If you have an interest in Gullah history and want to learn from a historian in an intimate setting, then allocate the better part of an hour or more to sit with retired corporate attorney and co-founder of the Gullah Museum, Andrew Rodrigues. Let him know how much time you have and what your particular subject of interest is and he will give you astute and informative insights into Gullah culture and history. Within the one-room museum, you will see artifacts and the nationally acclaimed story quilts made by his late wife with whom he founded the museum. He uses these items to teach visitors anything from former agricultural practices to the story of First Lady Michelle Obama, who used to spend part of her summer vacations in Georgetown visiting her grandparents and other relatives who still live there. It was not until her husband was running for president did a team of genealogists trace her family back to an enslaved African teen who once lived and worked on Friendfield Plantation near Georgetown. Her great-great grandfather, Jim Robinson, was 15 when the Civil War ended. He remained at Friendfield to work, raise a family, and spend the rest of his life.

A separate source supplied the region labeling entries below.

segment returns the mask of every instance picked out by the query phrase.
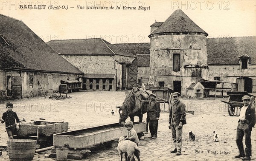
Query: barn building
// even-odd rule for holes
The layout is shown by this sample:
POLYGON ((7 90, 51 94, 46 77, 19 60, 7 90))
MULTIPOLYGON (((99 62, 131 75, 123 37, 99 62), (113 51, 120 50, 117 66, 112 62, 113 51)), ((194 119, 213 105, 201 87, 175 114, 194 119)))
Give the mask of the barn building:
POLYGON ((137 86, 136 56, 102 38, 53 40, 47 44, 84 73, 84 90, 114 91, 137 86))
POLYGON ((58 91, 61 80, 83 73, 55 52, 22 21, 0 14, 0 99, 58 91))

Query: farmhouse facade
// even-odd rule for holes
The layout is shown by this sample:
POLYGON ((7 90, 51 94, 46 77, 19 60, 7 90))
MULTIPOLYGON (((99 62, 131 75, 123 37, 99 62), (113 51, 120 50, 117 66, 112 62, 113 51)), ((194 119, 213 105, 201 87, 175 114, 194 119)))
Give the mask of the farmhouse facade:
POLYGON ((0 99, 58 91, 61 80, 83 73, 55 53, 22 21, 0 14, 0 99))
POLYGON ((54 40, 47 44, 85 73, 84 90, 116 90, 137 86, 136 56, 102 38, 54 40))

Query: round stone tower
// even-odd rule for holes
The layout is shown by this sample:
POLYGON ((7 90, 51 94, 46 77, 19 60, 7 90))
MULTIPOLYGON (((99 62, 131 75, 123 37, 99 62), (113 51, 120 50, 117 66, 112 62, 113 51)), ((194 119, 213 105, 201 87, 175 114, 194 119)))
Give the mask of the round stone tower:
POLYGON ((186 95, 190 85, 206 79, 208 34, 180 9, 151 27, 149 83, 186 95))

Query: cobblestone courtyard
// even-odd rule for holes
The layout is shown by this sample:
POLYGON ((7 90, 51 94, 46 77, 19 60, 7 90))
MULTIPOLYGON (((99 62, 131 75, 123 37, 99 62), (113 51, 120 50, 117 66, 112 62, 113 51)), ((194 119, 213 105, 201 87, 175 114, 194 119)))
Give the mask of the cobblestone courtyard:
MULTIPOLYGON (((120 106, 125 98, 124 91, 81 92, 70 93, 72 98, 61 100, 51 100, 44 97, 26 99, 12 101, 14 111, 20 119, 26 121, 44 118, 47 120, 62 120, 69 122, 69 130, 72 130, 104 125, 119 121, 119 115, 116 106, 120 106), (113 110, 115 114, 112 115, 113 110)), ((238 154, 236 143, 236 129, 238 117, 230 116, 225 110, 225 104, 221 100, 227 98, 207 99, 181 99, 187 110, 194 111, 195 114, 187 113, 187 124, 183 126, 182 155, 176 156, 170 153, 172 148, 171 130, 168 128, 168 106, 161 105, 157 138, 155 139, 145 138, 141 141, 142 161, 240 161, 233 157, 238 154), (195 135, 195 141, 189 141, 189 132, 192 131, 195 135), (213 131, 220 137, 219 141, 214 142, 213 131)), ((6 110, 6 102, 0 105, 0 114, 6 110)), ((144 115, 145 120, 146 114, 144 115)), ((135 117, 135 121, 138 118, 135 117)), ((4 124, 0 125, 1 145, 6 145, 7 133, 4 124)), ((252 160, 255 160, 256 150, 255 129, 251 134, 252 160)), ((148 136, 149 134, 145 136, 148 136)), ((99 146, 91 149, 91 152, 84 161, 118 161, 120 159, 116 148, 105 148, 99 146)), ((54 161, 56 159, 44 158, 49 150, 36 155, 35 161, 54 161)), ((0 156, 0 160, 8 160, 6 152, 0 156)))

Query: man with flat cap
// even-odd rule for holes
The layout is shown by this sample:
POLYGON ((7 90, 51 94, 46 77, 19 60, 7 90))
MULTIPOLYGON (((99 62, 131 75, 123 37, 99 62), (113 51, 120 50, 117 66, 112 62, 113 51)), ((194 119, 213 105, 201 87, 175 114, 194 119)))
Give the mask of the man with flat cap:
POLYGON ((171 153, 176 153, 176 155, 181 154, 182 141, 182 126, 186 124, 186 106, 180 101, 180 94, 175 92, 172 94, 174 102, 170 104, 169 114, 169 129, 172 130, 172 135, 175 149, 171 153))
POLYGON ((239 154, 235 158, 242 158, 243 161, 250 161, 252 156, 252 144, 251 133, 252 128, 255 124, 255 108, 250 105, 250 98, 244 96, 242 98, 244 106, 240 107, 240 112, 236 129, 236 144, 239 149, 239 154), (243 145, 243 137, 244 136, 245 141, 245 154, 243 145))
POLYGON ((142 101, 143 103, 149 105, 147 110, 147 120, 149 121, 149 131, 151 138, 156 138, 157 137, 157 127, 158 127, 158 120, 160 116, 160 103, 157 101, 157 96, 154 93, 149 95, 150 100, 148 101, 142 101))

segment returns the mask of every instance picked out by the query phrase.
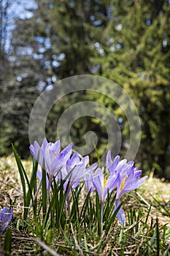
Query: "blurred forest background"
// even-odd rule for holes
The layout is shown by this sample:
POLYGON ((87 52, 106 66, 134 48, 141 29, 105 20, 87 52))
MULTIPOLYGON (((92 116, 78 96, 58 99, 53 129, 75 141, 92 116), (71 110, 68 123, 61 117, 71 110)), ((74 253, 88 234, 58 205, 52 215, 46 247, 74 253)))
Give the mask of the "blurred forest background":
MULTIPOLYGON (((53 90, 64 78, 97 75, 120 85, 137 108, 142 137, 136 162, 170 179, 169 0, 2 0, 0 29, 1 156, 11 153, 11 143, 22 158, 29 156, 29 116, 42 91, 53 90)), ((112 110, 122 130, 123 154, 128 121, 115 102, 97 93, 74 93, 54 105, 47 120, 47 139, 57 139, 64 109, 83 100, 112 110)), ((77 120, 72 140, 83 144, 89 127, 99 138, 102 154, 107 135, 99 120, 77 120)), ((96 159, 95 151, 91 159, 96 159)))

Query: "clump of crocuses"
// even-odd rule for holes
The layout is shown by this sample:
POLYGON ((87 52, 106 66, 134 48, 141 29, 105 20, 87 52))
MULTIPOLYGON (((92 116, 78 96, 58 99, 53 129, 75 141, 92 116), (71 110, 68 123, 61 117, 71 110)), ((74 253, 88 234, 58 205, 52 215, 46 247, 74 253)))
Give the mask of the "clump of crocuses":
POLYGON ((3 232, 10 222, 13 215, 13 210, 5 206, 0 209, 0 232, 3 232))
MULTIPOLYGON (((48 143, 45 138, 42 146, 36 141, 31 145, 30 151, 41 167, 37 171, 37 176, 40 180, 39 185, 42 184, 42 170, 44 168, 46 170, 49 195, 53 178, 59 181, 65 180, 63 186, 63 190, 67 192, 67 199, 72 189, 76 188, 81 180, 85 182, 88 192, 96 190, 101 199, 101 224, 104 206, 108 193, 114 190, 116 192, 115 212, 120 204, 122 196, 138 188, 147 178, 144 176, 139 178, 142 170, 139 170, 138 167, 134 167, 133 161, 120 160, 119 156, 112 160, 110 151, 107 154, 106 165, 109 176, 106 178, 96 163, 88 165, 88 156, 80 158, 77 152, 72 152, 72 144, 69 144, 61 151, 59 140, 53 143, 48 143)), ((125 226, 125 217, 122 208, 119 209, 117 217, 120 223, 125 226)))

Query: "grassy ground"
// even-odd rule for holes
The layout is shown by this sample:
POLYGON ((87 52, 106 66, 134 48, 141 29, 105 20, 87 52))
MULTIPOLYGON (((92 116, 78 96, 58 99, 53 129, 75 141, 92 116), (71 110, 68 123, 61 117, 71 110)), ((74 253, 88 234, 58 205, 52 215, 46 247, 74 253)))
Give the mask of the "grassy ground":
MULTIPOLYGON (((31 162, 22 162, 31 172, 31 162)), ((114 220, 109 232, 104 230, 101 236, 96 229, 85 230, 76 222, 69 222, 64 230, 38 232, 42 227, 36 226, 35 232, 36 224, 30 217, 26 226, 23 189, 12 156, 0 159, 0 186, 1 206, 12 204, 14 211, 9 225, 12 237, 9 232, 0 234, 0 255, 11 238, 6 255, 11 250, 12 255, 170 255, 170 183, 150 177, 125 196, 126 227, 122 229, 114 220)))

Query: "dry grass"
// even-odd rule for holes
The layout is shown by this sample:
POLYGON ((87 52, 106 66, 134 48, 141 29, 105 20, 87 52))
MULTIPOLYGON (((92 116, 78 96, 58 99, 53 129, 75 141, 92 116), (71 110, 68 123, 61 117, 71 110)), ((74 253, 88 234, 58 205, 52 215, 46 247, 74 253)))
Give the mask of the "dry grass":
MULTIPOLYGON (((31 161, 23 160, 22 162, 25 169, 30 173, 31 170, 31 161)), ((23 193, 17 165, 12 155, 0 159, 0 185, 1 206, 9 206, 11 203, 15 200, 13 208, 14 217, 12 225, 9 226, 9 228, 12 231, 12 243, 14 243, 15 246, 18 249, 16 254, 13 252, 12 255, 31 255, 36 254, 35 246, 34 246, 34 244, 37 241, 36 241, 34 238, 28 237, 26 233, 20 231, 20 230, 22 230, 22 228, 16 228, 18 217, 22 218, 23 193)), ((125 197, 125 198, 126 197, 125 197)), ((152 177, 149 178, 142 187, 137 190, 137 192, 135 192, 131 193, 131 200, 129 202, 127 202, 125 208, 127 211, 128 211, 132 206, 133 207, 136 207, 136 208, 142 207, 144 212, 143 218, 145 218, 150 204, 152 204, 152 208, 149 216, 150 222, 152 218, 155 219, 158 217, 161 227, 163 227, 165 225, 170 227, 170 217, 169 215, 167 214, 167 212, 170 213, 170 183, 165 181, 163 182, 163 181, 152 177), (136 203, 136 200, 138 203, 136 203), (163 207, 161 207, 161 206, 163 207), (165 208, 167 212, 165 212, 165 208)), ((115 228, 117 227, 115 227, 115 228)), ((1 238, 2 238, 1 241, 3 241, 3 235, 1 236, 1 238)), ((107 252, 109 251, 112 246, 110 241, 112 241, 112 235, 110 235, 109 243, 106 244, 104 252, 100 254, 101 255, 107 255, 107 252)), ((166 243, 170 244, 169 238, 166 240, 166 243)), ((63 241, 58 241, 55 246, 58 246, 60 248, 66 249, 66 250, 68 249, 67 252, 69 251, 69 247, 63 241)), ((127 247, 128 252, 133 252, 135 244, 129 244, 128 246, 129 248, 127 247)), ((119 252, 119 248, 117 247, 115 251, 119 252)), ((95 253, 91 254, 96 255, 95 253)), ((67 254, 64 253, 63 255, 67 254)), ((127 255, 129 255, 129 253, 127 255)), ((136 255, 137 255, 137 254, 136 255)))

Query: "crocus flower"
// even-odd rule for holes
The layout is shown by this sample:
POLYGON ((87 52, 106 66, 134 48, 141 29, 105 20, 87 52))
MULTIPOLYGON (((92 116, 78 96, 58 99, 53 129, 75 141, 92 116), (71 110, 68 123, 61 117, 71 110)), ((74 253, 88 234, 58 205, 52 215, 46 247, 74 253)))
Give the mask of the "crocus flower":
POLYGON ((63 184, 63 189, 66 191, 69 184, 67 195, 69 195, 71 189, 75 188, 80 184, 80 178, 86 173, 86 166, 88 162, 88 157, 83 157, 81 160, 78 153, 75 152, 66 161, 66 165, 62 167, 58 174, 59 180, 66 181, 63 184))
MULTIPOLYGON (((147 178, 147 176, 139 179, 142 170, 138 170, 138 167, 134 166, 134 161, 127 162, 127 159, 120 161, 120 157, 117 156, 113 161, 111 159, 111 152, 107 156, 107 165, 111 176, 117 176, 117 195, 115 203, 115 209, 119 206, 123 195, 137 189, 147 178)), ((125 226, 125 217, 122 208, 120 208, 117 217, 120 223, 125 226)))
MULTIPOLYGON (((72 152, 72 144, 68 145, 61 152, 60 140, 57 140, 55 143, 48 143, 45 138, 40 146, 37 141, 34 141, 33 145, 31 145, 30 151, 33 157, 39 162, 42 168, 45 169, 48 173, 48 181, 47 178, 47 185, 48 190, 48 197, 53 176, 56 176, 61 167, 66 164, 72 152)), ((42 178, 42 170, 37 171, 36 174, 39 178, 42 178)), ((42 185, 42 179, 40 180, 37 192, 39 190, 42 185)))
MULTIPOLYGON (((83 176, 83 180, 85 181, 85 184, 86 187, 87 192, 88 193, 90 191, 92 192, 95 190, 95 187, 93 184, 93 178, 94 178, 94 170, 97 168, 98 164, 95 163, 90 165, 88 168, 87 168, 87 171, 83 176)), ((96 172, 96 176, 98 176, 98 173, 96 172)))
POLYGON ((106 200, 107 193, 114 190, 117 184, 118 177, 116 176, 109 176, 108 179, 104 177, 103 172, 98 168, 93 178, 93 184, 96 189, 98 196, 101 198, 101 233, 103 231, 103 212, 104 205, 106 200))
POLYGON ((108 192, 109 193, 116 188, 117 181, 118 176, 110 175, 107 179, 104 178, 104 173, 100 168, 96 170, 93 178, 93 184, 101 198, 102 204, 104 203, 108 192))
POLYGON ((0 209, 0 232, 3 232, 8 224, 10 222, 13 215, 13 210, 10 210, 6 206, 3 209, 0 209))
POLYGON ((41 147, 37 141, 34 141, 29 148, 31 154, 38 160, 41 167, 45 168, 49 175, 55 176, 72 154, 72 144, 70 143, 60 152, 60 140, 53 143, 47 143, 47 139, 45 138, 41 147))

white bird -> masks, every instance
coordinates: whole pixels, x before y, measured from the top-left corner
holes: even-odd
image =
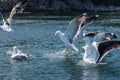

In addition to the tour of Hopsewee Plantation that includes the main house and two original cabins in which the enslaved workers lived, presentations reflecting the culture of the Gullah Community are shared. Artist and storyteller, Zenobia, grew up with the Gullah language and traditions in Georgetown and tells the history of the Africans who “shaped the many rice and indigo plantations along the Carolina coast, and how their descendants, the Gullah people, continue to preserve their legacy.” Part of that tradition is the making of sweetgrass baskets. Eighth-generation weaver and Gullah descendant, Vera Manigault of Mount Pleasant, SC, is sometimes available to give basket weaving workshops. Please inquire as to when these are being offered. Lunch is available at Hopsewee Tuesday through Saturday from 11:00 to 3:00. Reservations are recommended.